Question about high current amps versus "not high current amps"

Excellent and informative discussion. Thanks to all even if it is a bit tough for dummies like me to understand

How does any of this inform a future purchasing decision or help us enjoy what we have now?

Amplifiers are not about power. Power is consumed by the load, whether it's a resistor, a motor or a speaker driver. The amplifier is an energy source and does not necessarily follow Ohm's Law. As an example, if you short a 9-volt battery with a 1/2-ohm resistor, Ohm's Law dutifully informs us that the "power" delivered is 162 watts (9Vx9V/0.5) and the current is 18 amps. Of course that is ridiculous; the energy storage of a 9V battery is limited to about 500 milliamps and only when a resistor limits the battery to less than 500mA does Ohm's Law apply. On the other hand, that 150kVA utility transformer feeding your street can easily slam thousands of amps over a bolted fault. It's all about energy.
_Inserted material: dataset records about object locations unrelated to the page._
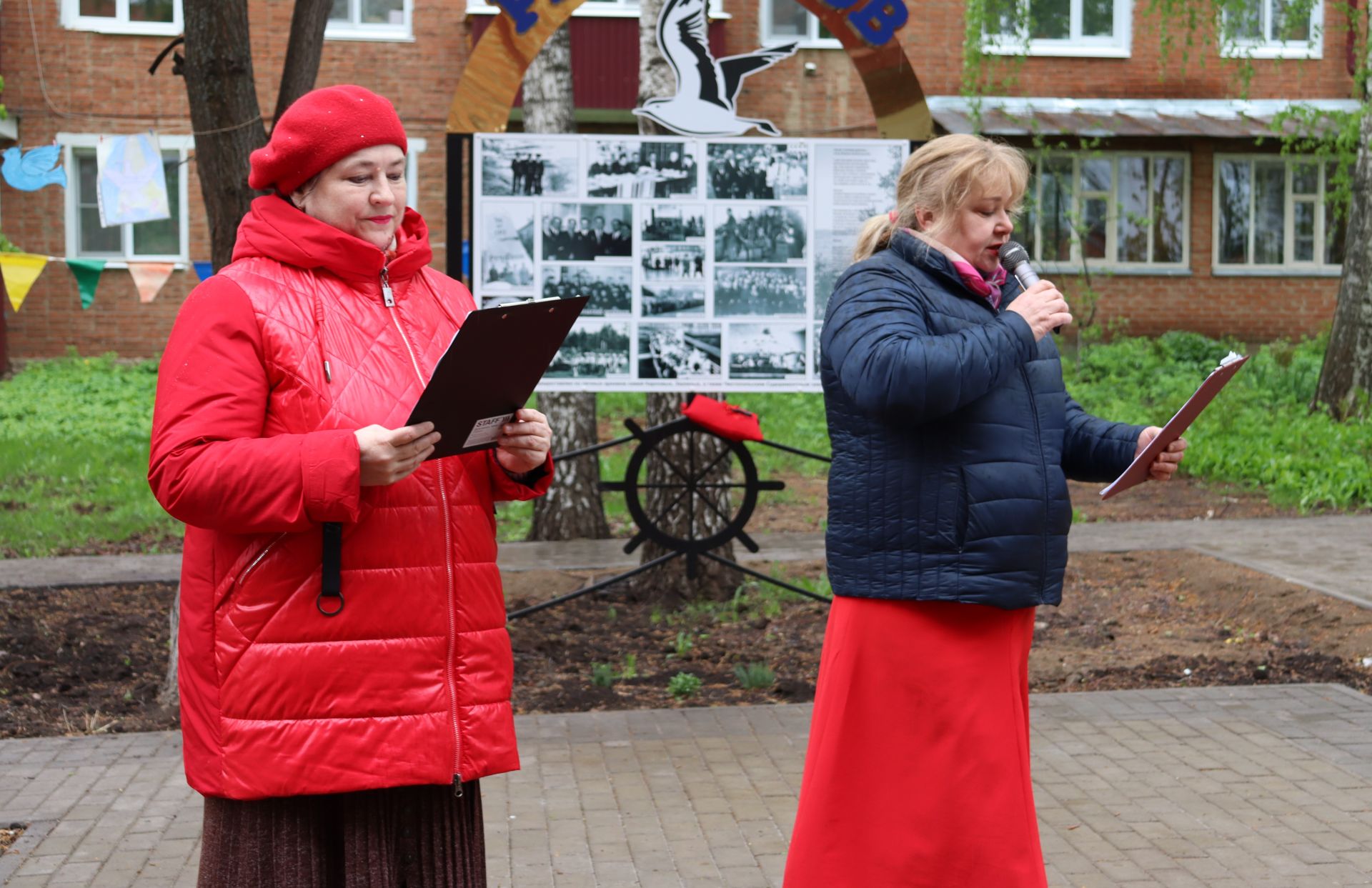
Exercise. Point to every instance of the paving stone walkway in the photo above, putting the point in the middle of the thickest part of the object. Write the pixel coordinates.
(1266, 787)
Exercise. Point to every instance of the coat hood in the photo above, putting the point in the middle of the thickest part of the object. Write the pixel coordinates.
(276, 229)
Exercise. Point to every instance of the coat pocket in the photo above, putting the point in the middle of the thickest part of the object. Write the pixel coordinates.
(951, 517)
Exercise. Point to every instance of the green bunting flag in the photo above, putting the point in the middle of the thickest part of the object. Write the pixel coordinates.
(88, 278)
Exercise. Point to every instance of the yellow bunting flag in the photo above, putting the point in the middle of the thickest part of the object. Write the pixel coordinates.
(149, 278)
(19, 271)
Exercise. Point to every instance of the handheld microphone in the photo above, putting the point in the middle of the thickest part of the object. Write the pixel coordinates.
(1015, 260)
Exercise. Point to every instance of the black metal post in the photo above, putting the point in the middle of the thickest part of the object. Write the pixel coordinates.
(457, 190)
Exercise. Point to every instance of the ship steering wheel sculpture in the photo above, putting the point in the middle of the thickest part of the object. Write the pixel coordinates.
(705, 497)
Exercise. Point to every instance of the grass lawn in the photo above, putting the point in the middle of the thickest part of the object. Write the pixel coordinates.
(74, 438)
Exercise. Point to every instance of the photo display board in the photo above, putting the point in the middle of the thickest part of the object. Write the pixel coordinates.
(708, 262)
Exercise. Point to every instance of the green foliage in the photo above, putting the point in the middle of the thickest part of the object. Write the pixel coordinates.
(602, 674)
(684, 644)
(755, 676)
(684, 685)
(1260, 431)
(74, 456)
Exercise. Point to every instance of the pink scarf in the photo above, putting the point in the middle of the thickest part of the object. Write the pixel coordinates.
(985, 286)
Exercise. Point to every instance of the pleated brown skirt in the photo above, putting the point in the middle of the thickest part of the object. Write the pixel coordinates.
(402, 837)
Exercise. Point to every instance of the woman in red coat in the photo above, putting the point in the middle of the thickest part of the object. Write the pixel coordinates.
(344, 666)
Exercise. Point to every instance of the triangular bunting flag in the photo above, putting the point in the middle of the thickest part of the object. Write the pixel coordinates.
(88, 278)
(149, 278)
(19, 271)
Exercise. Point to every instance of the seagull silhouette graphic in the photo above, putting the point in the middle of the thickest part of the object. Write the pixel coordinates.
(705, 86)
(34, 169)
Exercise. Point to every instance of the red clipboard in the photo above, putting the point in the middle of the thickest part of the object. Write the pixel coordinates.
(1138, 471)
(490, 369)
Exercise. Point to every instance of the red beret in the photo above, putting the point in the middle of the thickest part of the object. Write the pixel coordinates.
(320, 129)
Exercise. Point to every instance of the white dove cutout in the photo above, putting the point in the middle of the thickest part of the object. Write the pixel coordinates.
(705, 86)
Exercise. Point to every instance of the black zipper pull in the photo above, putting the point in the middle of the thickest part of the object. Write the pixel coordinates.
(386, 289)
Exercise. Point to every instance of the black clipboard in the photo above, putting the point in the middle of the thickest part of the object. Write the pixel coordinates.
(490, 369)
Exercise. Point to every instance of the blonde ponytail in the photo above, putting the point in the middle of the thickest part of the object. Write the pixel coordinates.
(940, 177)
(875, 235)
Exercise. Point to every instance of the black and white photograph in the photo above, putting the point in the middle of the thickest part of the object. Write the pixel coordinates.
(490, 302)
(672, 299)
(678, 350)
(672, 223)
(633, 169)
(507, 261)
(610, 287)
(766, 350)
(741, 290)
(530, 168)
(592, 350)
(672, 261)
(759, 234)
(587, 231)
(757, 172)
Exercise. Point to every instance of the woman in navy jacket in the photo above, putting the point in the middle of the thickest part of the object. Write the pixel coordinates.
(953, 439)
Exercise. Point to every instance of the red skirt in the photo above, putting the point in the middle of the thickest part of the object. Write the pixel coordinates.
(917, 774)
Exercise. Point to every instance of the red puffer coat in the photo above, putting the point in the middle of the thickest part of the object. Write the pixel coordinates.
(253, 448)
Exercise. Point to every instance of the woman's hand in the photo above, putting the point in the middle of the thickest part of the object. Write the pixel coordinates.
(390, 454)
(525, 444)
(1166, 463)
(1043, 308)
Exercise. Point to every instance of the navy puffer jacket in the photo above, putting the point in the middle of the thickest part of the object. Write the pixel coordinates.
(953, 438)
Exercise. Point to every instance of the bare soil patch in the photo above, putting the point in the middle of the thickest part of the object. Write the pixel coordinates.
(91, 659)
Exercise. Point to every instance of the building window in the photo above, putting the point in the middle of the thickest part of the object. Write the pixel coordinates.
(787, 21)
(371, 19)
(1273, 29)
(1118, 210)
(124, 17)
(1271, 214)
(412, 172)
(1079, 28)
(162, 241)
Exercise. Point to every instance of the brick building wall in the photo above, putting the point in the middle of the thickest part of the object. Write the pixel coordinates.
(92, 77)
(104, 74)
An amplifier has an energy source: the power supply's transformer and filter capacitors. If the power supply can maintain it's secondary voltage from any load the speaker presents it, you can call it a "high current amplifier" and relationships established by Ohm's Law apply. But if the output voltage sags when the speaker load drops, then the current delivered to the speaker will decrease, which means the power consumption decreases.
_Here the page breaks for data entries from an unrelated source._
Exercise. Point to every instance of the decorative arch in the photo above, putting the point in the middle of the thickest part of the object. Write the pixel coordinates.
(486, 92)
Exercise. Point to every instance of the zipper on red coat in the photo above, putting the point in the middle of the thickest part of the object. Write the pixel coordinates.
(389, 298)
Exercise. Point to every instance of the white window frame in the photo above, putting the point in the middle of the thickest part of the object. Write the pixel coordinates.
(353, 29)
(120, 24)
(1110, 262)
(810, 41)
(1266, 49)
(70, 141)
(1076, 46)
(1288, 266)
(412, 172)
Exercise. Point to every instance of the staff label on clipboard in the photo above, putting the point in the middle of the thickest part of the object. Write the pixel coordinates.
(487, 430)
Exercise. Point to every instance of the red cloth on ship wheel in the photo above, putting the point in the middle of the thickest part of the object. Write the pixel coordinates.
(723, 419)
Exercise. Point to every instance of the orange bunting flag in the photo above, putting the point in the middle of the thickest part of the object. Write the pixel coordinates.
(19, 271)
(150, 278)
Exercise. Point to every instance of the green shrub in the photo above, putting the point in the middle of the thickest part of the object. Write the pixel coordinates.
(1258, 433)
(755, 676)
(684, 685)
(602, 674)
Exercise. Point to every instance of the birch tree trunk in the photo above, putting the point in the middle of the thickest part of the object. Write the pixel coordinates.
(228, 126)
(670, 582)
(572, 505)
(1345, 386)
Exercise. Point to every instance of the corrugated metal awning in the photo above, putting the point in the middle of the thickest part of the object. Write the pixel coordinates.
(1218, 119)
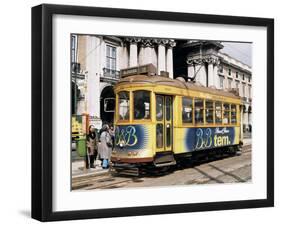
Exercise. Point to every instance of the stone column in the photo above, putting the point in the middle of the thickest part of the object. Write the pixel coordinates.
(161, 55)
(216, 76)
(190, 70)
(210, 74)
(169, 58)
(133, 57)
(147, 51)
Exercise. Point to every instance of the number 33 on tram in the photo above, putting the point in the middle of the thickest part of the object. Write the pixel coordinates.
(159, 121)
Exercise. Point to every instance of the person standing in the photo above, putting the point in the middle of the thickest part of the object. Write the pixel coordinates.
(112, 135)
(105, 147)
(92, 147)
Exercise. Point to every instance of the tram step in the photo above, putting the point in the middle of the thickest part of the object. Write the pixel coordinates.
(126, 171)
(165, 164)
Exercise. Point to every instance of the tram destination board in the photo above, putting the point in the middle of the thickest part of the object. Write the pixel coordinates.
(149, 114)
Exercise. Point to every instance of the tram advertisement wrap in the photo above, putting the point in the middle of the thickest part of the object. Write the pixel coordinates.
(131, 137)
(205, 138)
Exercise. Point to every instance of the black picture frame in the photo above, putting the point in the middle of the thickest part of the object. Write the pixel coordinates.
(42, 111)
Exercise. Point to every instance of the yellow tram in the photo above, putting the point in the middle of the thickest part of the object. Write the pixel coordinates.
(159, 120)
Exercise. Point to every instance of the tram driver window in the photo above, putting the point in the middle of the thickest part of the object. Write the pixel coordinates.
(225, 113)
(199, 108)
(186, 110)
(209, 111)
(233, 114)
(124, 107)
(218, 112)
(142, 105)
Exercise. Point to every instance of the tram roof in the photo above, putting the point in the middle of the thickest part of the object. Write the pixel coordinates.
(161, 80)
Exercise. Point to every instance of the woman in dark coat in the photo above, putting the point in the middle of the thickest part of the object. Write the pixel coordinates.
(105, 146)
(92, 147)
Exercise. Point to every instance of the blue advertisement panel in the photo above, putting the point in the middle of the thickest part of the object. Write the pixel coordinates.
(209, 137)
(131, 137)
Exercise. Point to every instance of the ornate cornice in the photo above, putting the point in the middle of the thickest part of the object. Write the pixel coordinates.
(133, 40)
(204, 59)
(171, 43)
(147, 43)
(151, 42)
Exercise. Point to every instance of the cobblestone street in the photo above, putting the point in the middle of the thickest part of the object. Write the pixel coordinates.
(225, 170)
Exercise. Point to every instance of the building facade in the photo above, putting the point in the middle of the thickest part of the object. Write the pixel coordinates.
(96, 65)
(97, 61)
If an amplifier's specs says it can maintain voltage down to 4 and/or 2 ohms, you will see the power double (i.e. 100W into 8 ohms, 200W into 4 ohms and 400W into 2 ohms) and that is practically a true voltage source. But if you see 100W into 8 ohms and 150W into 4 ohms, then that amplifier is not as good of an energy source.

Uhm - Ohm’s law applies regardless (or its generalisation using impedance). It’s just that at some point the internal impedance of the generator (amp or battery) becomes relevant and has to be included into the circuit being analysed explicitly, rather than neglected.

Ohm’s law is one of the simplest laws of physics, yet seems to be so hard to apply properly.

What matters is the voltage drop across the load, Multiply this voltage drop by the current flowing, and you have the power (or Wattage) produced at the load.

The current that flows is just given by the relationship voltage drop = current times resistance.

Amplifiers might be considered to be ’straight wires with gain’ to quote Peter Walker of Quad. They try to produce an output voltage which is a multiplier (the gain) of the input signal voltage. So the voltage drop is given by the input signal and the gain, and the resistance is also fixed (at least nominally).

If the rated maximum power into 8-Ohms is say 100-Watts, that must be the voltage drop times the current. The current is the voltage drop divided by the resistance. So 100 = V * V / 8 or V = sqrt (800) or about 28-Volts.  Note that this is derived just from the power and the load resistance.

This is true for Direct Current. When we measure alternating currents, it is conventional to think of them as equivalent to the direct current that would produce the same average power. Turns out this is the square root of the average (mean) of the instantaneous value squared. Abbreviated to RMS (root mean squared).

I feel better now ...